Wednesday, August 7, 2013

Daily Blog #45: Understanding the artifacts: User Assist

Hello Reader,
              Turns out Gmail is very complicated so I need more time to parse through the javascript and css to find the right code that is rendering the array of emails to view-able text. If you've already done this feel free to leave me a note in the comments below or via email dcowen@g-cpartners.com. So to buy myself some time I am going to fill in with a blog series I plan to interject through the year called 'Understanding the artifacts'.

If you remember from the the milestone series I talked about the importance of understanding now only what an artifact means but why its created, in these posts I will go into detail on what I understand the original intent of these data structures are. If you understand why a developer create an artifact that you rely on you can better predict not only what data should be stored in it but what other artifacts may exist.

This post will focus on the 'User Assist' artifact. There are alot of good posts that explain how to interpret the User Assist registry keys, such as http://windowsir.blogspot.com/2007/09/more-on-userassist-keys.html. http://www.4n6k.com/2013/05/userassist-forensics-timelines.html,  http://sploited.blogspot.com/2012/12/sans-forensshic-artifact-6-userassist.html,  http://forensicsfromthesausagefactory.blogspot.com/2010/05/prefetch-and-user-assist.html and http://forensicartifacts.com/2010/07/userassist/ are just a few examples of the dearth of information available on what it contains, how to parse it and how to interpret it. What most posts fail to address is why is it there at all?

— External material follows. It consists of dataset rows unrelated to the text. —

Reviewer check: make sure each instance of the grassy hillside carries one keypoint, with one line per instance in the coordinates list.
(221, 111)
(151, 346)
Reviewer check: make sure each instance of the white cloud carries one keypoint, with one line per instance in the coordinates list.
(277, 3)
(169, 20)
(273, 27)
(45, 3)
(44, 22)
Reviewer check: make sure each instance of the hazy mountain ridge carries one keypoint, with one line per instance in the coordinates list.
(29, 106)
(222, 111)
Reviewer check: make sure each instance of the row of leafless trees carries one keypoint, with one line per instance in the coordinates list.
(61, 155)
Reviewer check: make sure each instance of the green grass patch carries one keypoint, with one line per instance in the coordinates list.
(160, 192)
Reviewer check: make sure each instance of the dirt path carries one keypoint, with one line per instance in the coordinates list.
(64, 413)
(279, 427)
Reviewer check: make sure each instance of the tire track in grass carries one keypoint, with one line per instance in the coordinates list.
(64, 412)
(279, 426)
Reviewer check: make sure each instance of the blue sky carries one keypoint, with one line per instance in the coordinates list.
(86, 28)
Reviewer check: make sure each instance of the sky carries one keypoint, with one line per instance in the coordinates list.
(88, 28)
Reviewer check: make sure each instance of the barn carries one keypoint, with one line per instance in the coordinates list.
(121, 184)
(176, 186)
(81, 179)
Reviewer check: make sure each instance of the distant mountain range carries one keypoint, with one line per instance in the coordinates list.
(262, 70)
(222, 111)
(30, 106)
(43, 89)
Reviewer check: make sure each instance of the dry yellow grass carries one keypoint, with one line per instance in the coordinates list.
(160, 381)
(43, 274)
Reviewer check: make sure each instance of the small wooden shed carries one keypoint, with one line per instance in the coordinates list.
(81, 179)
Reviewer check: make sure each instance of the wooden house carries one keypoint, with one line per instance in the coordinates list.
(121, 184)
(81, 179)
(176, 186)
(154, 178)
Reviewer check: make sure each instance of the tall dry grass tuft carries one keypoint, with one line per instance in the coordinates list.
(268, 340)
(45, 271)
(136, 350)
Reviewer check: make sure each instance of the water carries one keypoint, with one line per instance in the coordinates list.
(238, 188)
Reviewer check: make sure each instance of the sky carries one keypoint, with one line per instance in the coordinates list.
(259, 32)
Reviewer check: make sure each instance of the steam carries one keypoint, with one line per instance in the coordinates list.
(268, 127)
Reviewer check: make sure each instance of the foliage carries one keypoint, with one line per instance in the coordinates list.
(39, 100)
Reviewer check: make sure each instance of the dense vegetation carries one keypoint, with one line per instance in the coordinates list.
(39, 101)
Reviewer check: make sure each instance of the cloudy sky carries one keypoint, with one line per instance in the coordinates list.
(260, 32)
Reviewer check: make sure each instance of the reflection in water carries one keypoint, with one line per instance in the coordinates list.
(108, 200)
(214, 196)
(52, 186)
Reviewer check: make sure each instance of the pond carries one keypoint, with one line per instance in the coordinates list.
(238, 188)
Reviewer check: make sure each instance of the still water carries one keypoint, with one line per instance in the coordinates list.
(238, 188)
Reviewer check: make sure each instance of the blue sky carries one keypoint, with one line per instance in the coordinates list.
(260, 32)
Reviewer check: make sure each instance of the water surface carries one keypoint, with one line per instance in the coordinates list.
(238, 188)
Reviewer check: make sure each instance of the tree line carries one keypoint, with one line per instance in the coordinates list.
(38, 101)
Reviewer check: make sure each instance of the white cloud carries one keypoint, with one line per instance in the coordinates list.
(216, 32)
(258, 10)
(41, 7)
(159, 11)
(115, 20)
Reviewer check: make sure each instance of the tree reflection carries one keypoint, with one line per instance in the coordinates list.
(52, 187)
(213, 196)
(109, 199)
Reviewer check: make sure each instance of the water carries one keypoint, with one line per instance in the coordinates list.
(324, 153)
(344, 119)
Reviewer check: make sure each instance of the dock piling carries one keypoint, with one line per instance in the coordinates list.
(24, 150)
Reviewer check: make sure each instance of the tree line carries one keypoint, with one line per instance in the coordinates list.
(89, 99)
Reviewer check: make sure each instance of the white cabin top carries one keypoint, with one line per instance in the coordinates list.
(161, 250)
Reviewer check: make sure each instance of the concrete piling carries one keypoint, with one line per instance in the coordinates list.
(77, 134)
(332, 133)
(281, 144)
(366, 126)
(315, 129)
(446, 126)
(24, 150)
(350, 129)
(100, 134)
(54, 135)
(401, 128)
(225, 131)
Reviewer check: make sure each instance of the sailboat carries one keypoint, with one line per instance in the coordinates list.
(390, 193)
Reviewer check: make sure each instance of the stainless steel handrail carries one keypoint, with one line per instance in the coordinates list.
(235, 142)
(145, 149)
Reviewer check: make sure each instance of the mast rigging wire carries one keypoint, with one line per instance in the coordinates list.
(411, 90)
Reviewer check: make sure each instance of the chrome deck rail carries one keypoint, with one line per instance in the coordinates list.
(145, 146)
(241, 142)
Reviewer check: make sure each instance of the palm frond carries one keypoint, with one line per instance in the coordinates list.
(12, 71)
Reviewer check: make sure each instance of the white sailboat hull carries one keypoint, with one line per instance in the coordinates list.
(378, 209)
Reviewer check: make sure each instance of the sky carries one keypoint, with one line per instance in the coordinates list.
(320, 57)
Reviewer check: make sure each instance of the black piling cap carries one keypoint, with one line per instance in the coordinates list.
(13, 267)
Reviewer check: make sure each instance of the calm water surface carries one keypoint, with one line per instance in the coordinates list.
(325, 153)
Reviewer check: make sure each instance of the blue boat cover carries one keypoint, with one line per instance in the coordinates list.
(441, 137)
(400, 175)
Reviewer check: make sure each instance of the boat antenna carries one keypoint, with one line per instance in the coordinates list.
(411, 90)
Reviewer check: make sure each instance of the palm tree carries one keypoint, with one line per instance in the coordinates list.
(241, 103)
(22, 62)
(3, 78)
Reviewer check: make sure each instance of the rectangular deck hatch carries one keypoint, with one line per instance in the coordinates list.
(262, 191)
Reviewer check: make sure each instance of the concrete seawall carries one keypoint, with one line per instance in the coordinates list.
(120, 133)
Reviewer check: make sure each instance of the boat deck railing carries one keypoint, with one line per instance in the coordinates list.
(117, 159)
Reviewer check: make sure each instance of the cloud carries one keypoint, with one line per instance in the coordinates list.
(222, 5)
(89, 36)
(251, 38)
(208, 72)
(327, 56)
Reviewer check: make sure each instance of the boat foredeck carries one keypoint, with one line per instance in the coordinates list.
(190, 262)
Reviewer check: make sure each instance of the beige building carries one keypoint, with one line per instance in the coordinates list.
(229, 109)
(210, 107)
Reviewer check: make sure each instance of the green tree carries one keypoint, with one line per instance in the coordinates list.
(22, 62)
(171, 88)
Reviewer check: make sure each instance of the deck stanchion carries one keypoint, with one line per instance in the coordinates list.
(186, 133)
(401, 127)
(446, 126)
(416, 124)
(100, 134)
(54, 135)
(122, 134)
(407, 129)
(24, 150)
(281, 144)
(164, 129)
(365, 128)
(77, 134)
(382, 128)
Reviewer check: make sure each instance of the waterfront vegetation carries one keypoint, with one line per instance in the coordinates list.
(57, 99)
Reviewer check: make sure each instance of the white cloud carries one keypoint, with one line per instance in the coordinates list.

Most times when someone first gets introduced to digital forensics their first thought is 'my computer is spying on me!'. This may seem to be true but the facts are much more simple, the developers who created the operating system and applications you rely on want to give you the best experience possible. In trying to create a good experience they want to make it easy for you to access the documents and programs you use the most.

The User Assist key was created to fulfill one purpose, to populate the start menu list of recently executed programs so you can quickly load them again. This is why it tracks the last time of execution, the full path to the executable and the amount of times the program has been executed. All so when you click on the start button a dynamically sorted list can show the approximately 15 (excluding the possibility the user pinned an application) programs that the user executes most frequently.

In order to be more efficient the developer decided not to limit the amount of entries that could be stored in the User Assist key as you don't want false statistics if a program drops off for a couple months and then gets frequent usage again. For instance the user went on vacation and started playing games daily and not executed Microsoft Word when the user goes back to work the start menu would only display games and not his work tools if the developer limited the number of entries rather than just storing all of them and shorting by number of executions and time of last execution.

This is also why there are two sets of registry keys for User Assist one for program execution and the other for shortcut execution as they are displayed at different points to the user.

Joachim Metz points out there can be more than two though:
" There can be more than 2. I've seen at least 3 different UserAssist subkeys on XP and Vista, and about 8 different ones on Win 8."
Each separate subkey should be divided by purpose, it will be interesting to see for Windows 8 what they are.

So what can we learn from this?

1. We can debunk the idea that something is 'spying' on the user
2. We can explain to clear terms why an artifact is created to a judge and jury
3. We can explain that these artifacts exist by default and have to exist unless disabled and the functionality disabling it removes
4. We can predict what data should be contained within it

I'll see if I can get my code review done this evening and continue the Web 2.0 forensics series tomorrow.